Zu den wichtigsten Barrieren in der gemeinsamen Kommunikation und in der Teamarbeit zählen zunächst einmal Sprachbarrieren. Der Fachkräftemangel im Pflegebereich wird vielfach mit Fachkräften ausgeglichen, die keine Deutsch-Muttersprachler sind. Das ist ein Nachteil, der sich auch in einen Vorteil umwandeln lässt. Tatsächlich haben gerade viele Nicht-Muttersprachler ein Interesse am kommunikativen Austausch. Wenn man mehr miteinander spricht, lernt man auch die kommunikativen Eigenarten und die Persönlichkeit dieser Menschen gut kennen. Die Gelegenheit dazu sollte man sich nicht entgehen lassen. Außerdem sollte das Team die sprachlichen Kompetenzen dieser Menschen anerkennen. Sie bringen oft Sprachkenntnisse mit, die auch im Umgang mit Klienten eine enorme Bereicherung sind.

Zeitdruck und Überlastung bilden die zweite große Barriere. Regelmäßige, aber kürzere Teammeetings sind daher sehr viel nützlicher für die Kommunikation als unregelmäßige, aber überlange Treffen. Gerade dann, wenn die Zeit knapp ist, sollte sie nicht an der falschen Stelle gespart werden. In einem guten Team nimmt man sich für Lob und Anerkennung immer Zeit. Schließlich schaffen sie die Basis für ein echtes Miteinander. Eine weitere Barriere für gelingende Kommunikation können Hierarchien bilden. Manche Probleme sollten im Team angesprochen werden und nicht hierarchisch von oben nach unten gelöst werden. In anderen Fällen ist das Eingreifen der Pflegeleitung gefragt. Hierbei kommt es auf eine pragmatische, aber konsequente Handhabung an.

Fazit und Ausblick: Wie können Pflegefachkräfte die Kommunikation und Zusammenarbeit im Team verbessern?

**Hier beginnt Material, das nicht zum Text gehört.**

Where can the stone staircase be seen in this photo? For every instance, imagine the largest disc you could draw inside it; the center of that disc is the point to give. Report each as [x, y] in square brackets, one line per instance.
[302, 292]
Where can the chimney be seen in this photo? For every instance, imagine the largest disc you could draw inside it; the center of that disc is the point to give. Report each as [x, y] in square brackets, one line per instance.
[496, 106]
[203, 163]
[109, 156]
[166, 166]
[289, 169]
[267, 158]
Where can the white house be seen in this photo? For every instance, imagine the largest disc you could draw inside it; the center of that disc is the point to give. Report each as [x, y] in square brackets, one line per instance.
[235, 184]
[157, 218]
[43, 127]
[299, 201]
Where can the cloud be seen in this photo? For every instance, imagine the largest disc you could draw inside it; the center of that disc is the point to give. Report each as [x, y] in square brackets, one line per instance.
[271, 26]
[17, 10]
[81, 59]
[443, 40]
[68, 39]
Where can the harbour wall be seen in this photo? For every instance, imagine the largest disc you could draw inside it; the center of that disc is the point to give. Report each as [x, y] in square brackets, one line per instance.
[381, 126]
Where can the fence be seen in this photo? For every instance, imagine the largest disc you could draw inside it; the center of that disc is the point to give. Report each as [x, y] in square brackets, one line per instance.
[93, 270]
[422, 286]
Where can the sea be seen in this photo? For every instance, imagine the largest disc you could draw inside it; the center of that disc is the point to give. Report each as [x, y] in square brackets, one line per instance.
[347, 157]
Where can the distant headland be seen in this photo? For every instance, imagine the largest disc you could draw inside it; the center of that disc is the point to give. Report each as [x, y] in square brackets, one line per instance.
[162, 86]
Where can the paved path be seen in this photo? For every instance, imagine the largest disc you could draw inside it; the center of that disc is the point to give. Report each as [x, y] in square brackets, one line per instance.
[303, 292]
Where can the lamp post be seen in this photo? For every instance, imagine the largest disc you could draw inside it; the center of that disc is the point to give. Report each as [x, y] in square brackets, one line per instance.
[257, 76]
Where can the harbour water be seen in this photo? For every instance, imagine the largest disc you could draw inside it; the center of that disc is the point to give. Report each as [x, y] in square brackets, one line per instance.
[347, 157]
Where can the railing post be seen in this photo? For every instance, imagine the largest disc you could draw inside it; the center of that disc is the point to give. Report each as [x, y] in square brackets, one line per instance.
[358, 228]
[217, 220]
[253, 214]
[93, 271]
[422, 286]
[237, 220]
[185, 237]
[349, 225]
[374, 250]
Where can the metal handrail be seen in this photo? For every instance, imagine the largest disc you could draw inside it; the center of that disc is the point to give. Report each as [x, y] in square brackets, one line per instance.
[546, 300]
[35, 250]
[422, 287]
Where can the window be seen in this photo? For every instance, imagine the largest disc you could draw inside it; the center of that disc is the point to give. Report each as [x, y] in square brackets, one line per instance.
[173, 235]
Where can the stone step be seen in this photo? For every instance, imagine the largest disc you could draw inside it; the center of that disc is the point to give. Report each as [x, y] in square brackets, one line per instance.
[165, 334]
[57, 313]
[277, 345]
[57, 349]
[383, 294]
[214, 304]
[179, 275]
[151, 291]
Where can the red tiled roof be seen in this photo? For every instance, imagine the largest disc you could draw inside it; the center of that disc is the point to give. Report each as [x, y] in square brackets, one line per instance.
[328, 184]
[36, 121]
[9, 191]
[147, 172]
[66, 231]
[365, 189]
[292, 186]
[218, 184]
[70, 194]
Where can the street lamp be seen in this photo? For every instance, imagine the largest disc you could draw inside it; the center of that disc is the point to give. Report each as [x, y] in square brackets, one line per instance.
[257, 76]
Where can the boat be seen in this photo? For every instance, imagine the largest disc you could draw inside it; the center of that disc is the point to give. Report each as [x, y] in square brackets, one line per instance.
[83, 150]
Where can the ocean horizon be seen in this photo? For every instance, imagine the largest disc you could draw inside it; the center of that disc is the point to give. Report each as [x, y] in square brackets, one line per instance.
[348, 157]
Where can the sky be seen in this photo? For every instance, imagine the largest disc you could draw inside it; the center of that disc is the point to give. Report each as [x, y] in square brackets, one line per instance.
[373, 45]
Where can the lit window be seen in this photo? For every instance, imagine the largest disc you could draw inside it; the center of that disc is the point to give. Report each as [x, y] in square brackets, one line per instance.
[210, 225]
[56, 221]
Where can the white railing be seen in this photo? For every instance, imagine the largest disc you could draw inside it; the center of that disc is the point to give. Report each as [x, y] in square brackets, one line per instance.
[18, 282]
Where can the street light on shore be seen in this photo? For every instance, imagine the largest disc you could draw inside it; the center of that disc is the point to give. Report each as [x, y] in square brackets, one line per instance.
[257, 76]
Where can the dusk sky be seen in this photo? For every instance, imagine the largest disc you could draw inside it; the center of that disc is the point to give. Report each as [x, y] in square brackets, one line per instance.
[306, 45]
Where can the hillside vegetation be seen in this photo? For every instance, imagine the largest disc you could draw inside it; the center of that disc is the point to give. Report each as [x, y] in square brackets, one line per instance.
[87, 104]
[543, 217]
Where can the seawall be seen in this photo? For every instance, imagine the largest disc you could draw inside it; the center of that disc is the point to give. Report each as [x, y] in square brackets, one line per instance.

Akzente für eine gelingende Kommunikation können nicht nur von der Pflegedienstleitung gesetzt werden. Jede einzelne Pflegefachkraft kann einen Beitrag leisten. An erster Stelle spielt das aktive Zuhören eine wichtige Rolle. Erst wer auch zuhört, hat sprichwörtlich ein offenes Ohr für die Probleme des anderen. Viele Fachkräfte erkennen erst in einem solchen Gespräch, dass andere aus dem Team ähnliche Probleme haben. Das macht deutlich, dass man mit einer Sache nicht alleine ist und es viele gemeinsame Ziele gibt. Auf dieser Grundlage können Teams die Dinge gemeinsam angehen. Ein wichtiger Schritt zu guter Kommunikation und Geselligkeit ist aber auch das Pflegen von Geselligkeit. Der gemeinsame Kaffee in der Pause, Grillfeste und Feierlichkeiten können eine gute Arbeitskultur fördern. Bei solchen Anlässen ergibt sich auch die Gelegenheit, einzelne Mitarbeiter für besondere Leistungen oder einen runden Geburtstag zu ehren. Auch diese Anerkennung in der Gruppe schlägt sich positiv nieder.

Zusammenfassung:

Eine gute Kommunikationskultur ist meist der Schlüssel für eine erfolgreiche Teamarbeit. Gute Pflegeteams sind keine Selbstverständlichkeit. Sie sind etwas, an dem man arbeiten muss. Nur mit der richtigen kommunikativen Praxis gelingt diese Teamentwicklung. Die Basis dafür bildet erstens eine offene Kommunikation, Menschen sich eigene Bedürfnisse bewusst machen und diese offen ansprechen. Zweitens ist eine Feedback-Kultur wichtig, in der Teammitglieder eine wertschätzende Rückmeldung und Anerkennung erhalten. Drittens können manche Dinge störend in die Kommunikation hineinfunken. Dazu zählen beispielsweise Sprachbarrieren, Hierarchien oder Zeitdruck. Wenn man diese Barrieren reflektiert, sind sie überwindbar. Teams wachsen sogar an ihrer Überwindung. Die wichtigste Grundlage für das Erreichen einer guten Kommunikation bildet nicht nur die Struktur. Vielmehr ist jeder einzelne Mensch die Basis dafür. Alltägliche, ja fast selbstverständliche Dinge wie aktives Zuhören, Geselligkeit und das Erkennen gemeinsamer Ziele bilden den entscheidenden Ausgangspunkt für eine tolle Zusammenarbeit.